Can't wait to see that steak on a plate


----------



## BlueRidgePuffer (May 31, 2021)




----------



## BlueRidgePuffer (May 31, 2021)

Think I’m going to do a reverse sear on this thing. Gonna bake it in the oven at 250 for an hour then sear and rest


----------



## BlueRidgePuffer (May 31, 2021)

it’s going down for real! Whisky mushrooms, Worcestershire onions, and russet taters. You can tell from the pic but the black bottle is white truffle oil to finish the steak with


----------



## BlueRidgePuffer (May 31, 2021)

just outa the oven


----------



## BlueRidgePuffer (May 31, 2021)

here we go


----------



## DSturg369 (Apr 6, 2008)

That looks amazing!


----------



## wisdomwalker (Jun 20, 2009)

A+, #1 Good job. Looks fantastic.
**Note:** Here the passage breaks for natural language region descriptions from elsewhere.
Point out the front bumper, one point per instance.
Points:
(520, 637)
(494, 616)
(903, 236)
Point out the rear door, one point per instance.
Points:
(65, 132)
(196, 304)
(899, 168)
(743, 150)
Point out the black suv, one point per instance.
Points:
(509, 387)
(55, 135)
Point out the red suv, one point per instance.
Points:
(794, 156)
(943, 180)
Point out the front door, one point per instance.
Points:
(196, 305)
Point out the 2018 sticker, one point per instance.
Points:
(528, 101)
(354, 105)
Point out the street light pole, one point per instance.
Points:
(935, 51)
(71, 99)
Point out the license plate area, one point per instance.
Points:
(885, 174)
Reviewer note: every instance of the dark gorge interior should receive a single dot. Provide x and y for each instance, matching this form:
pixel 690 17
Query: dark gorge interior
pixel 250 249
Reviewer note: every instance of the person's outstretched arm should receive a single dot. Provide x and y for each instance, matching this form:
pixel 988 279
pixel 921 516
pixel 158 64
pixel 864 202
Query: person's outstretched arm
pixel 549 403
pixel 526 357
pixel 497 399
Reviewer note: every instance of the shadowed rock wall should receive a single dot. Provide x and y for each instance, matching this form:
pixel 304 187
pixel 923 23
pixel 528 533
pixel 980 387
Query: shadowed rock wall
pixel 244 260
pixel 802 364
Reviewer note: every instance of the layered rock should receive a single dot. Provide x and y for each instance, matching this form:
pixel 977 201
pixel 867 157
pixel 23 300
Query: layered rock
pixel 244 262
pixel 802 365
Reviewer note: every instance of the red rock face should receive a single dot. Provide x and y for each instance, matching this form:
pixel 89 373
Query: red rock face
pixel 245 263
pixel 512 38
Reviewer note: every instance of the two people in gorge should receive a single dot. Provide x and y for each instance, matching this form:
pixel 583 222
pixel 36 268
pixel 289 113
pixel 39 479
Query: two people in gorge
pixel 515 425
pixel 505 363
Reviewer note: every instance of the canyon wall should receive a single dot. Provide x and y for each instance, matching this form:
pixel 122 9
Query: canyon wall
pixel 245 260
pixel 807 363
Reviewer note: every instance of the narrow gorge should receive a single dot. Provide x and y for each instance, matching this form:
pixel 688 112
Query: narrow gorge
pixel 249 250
Thanks for sharing!


----------



## BlueRidgePuffer (May 31, 2021)

Thanks guys


----------



## zcziggy (Apr 11, 2019)

Gotta visit your place next time I go to asheville...food looks awesome


----------



## BlueRidgePuffer (May 31, 2021)

I made that at the house. Heck I’ll provide the food and smokes, you bring the whisky lol


----------



## PRUHDLR (Jan 12, 2022)

Salt and pepper on my steak .... ONLY !! --- pruhdlr


----------